Монс в ответ пронзает ее своими карими, на лице не трогается ни один мускул, губы не вытягиваются в укоризненную линию, лишь цвет глаз темнеет на тон. Он мысленно представляет, как на ее голову рушится потолок, от чего на душе наступает некоторое облегчение.
- Представьте, что неудачи - это кубики, - чуть подаваясь вперед тихо произносит он. - Так вот их надо копить и копить, чтобы потом, словно конструктор, сложить и по ним же взобраться на Олимп, к своей мечте.
- Интересное сравнение. Я бы даже сказала поэтичное, - она быстро делает несколько пометок в блокноте. - Чем же занимается в свободное время такой красивый мужчина? - ее лицо, несмотря на произнесенный комплимент, не выдает ни малейшего признака кокетства. - Читает книги или же прожигает жизнь, деньги и красоту в клубах?
- Вот здесь вы почти угадали - литературу я действительно люблю, но за книжкой меня можно увидеть разве что в самолете или поезде. А так легче всего меня найти в студии.
- Чувствуется вы всем сердцем преданы музыке, - Монс отмечает, что за все время интервью ее голос ни насколько не изменился, ни на полутон, будто перед ним робот сидит. - Остается ли время на личную жизнь? Увлечены ли вы кем-нибудь в данный момент?
- Чтобы творить надо быть влюбленным, - он снова избегает прямого ответа.

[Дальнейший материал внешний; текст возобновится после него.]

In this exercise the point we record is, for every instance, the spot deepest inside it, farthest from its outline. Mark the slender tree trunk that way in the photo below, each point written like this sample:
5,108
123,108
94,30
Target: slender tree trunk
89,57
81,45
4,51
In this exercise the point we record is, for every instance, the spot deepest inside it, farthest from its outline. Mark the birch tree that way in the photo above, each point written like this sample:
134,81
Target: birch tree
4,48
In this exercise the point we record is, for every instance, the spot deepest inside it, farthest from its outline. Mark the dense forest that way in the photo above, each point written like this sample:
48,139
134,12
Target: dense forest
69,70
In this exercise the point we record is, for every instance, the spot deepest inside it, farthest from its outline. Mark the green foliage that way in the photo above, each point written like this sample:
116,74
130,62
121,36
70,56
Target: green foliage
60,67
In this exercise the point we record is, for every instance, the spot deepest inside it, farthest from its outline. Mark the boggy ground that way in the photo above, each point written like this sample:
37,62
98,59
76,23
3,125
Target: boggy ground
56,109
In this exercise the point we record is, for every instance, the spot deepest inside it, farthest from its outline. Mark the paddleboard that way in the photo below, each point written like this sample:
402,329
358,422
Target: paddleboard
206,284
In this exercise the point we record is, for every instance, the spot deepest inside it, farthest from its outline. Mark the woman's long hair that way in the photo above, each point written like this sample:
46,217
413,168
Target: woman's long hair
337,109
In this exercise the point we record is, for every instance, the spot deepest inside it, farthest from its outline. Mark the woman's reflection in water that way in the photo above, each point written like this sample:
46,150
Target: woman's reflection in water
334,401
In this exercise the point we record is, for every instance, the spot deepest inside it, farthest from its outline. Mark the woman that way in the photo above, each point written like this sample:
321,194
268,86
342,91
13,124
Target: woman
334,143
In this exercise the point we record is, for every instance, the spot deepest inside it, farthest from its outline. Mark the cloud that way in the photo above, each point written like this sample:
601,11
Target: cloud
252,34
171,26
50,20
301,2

"Если ты сразу же выпалишь всем всё о себе - тебя забудут. Кому интересно читать о певце, живущем с собакой, исправно платящем по счетам за газ и любящим маму с папой. Тайна, загадка - вот, что приманивает народ. Немного тумана в твоем прошлом или настоящем никогда не помешает".
- Значит вы влюблены?
- Да. Влюблен.
- И кто же эта счастливица? Модель, актриса?
Он чуть медлит с ответом, смотря, как мерцает пламя изумрудных глаз. Красивых глаз. Но даже это не способно окупить ее ужасный характер.
"И почему ты такая невыносимая? - мысленно обращается он к девушке. - Недовольна, что попала в захолустную желтую газетенку вместо "Дагенс Нюхерет"*? Считаешь, что это твое временное убежище, что ты наберешься опыта и упорхнешь в какое-нибудь либеральное издание?"
- Это жизнь. Я влюблен в жизнь.
Девушка морщит нос и откидывается назад, она явно не поклонница игры слов.
- То есть сейчас ваше сердце свободно?
- Да, можно сказать и так.
Примечания:
* Крупнейшая шведская утренняя газета.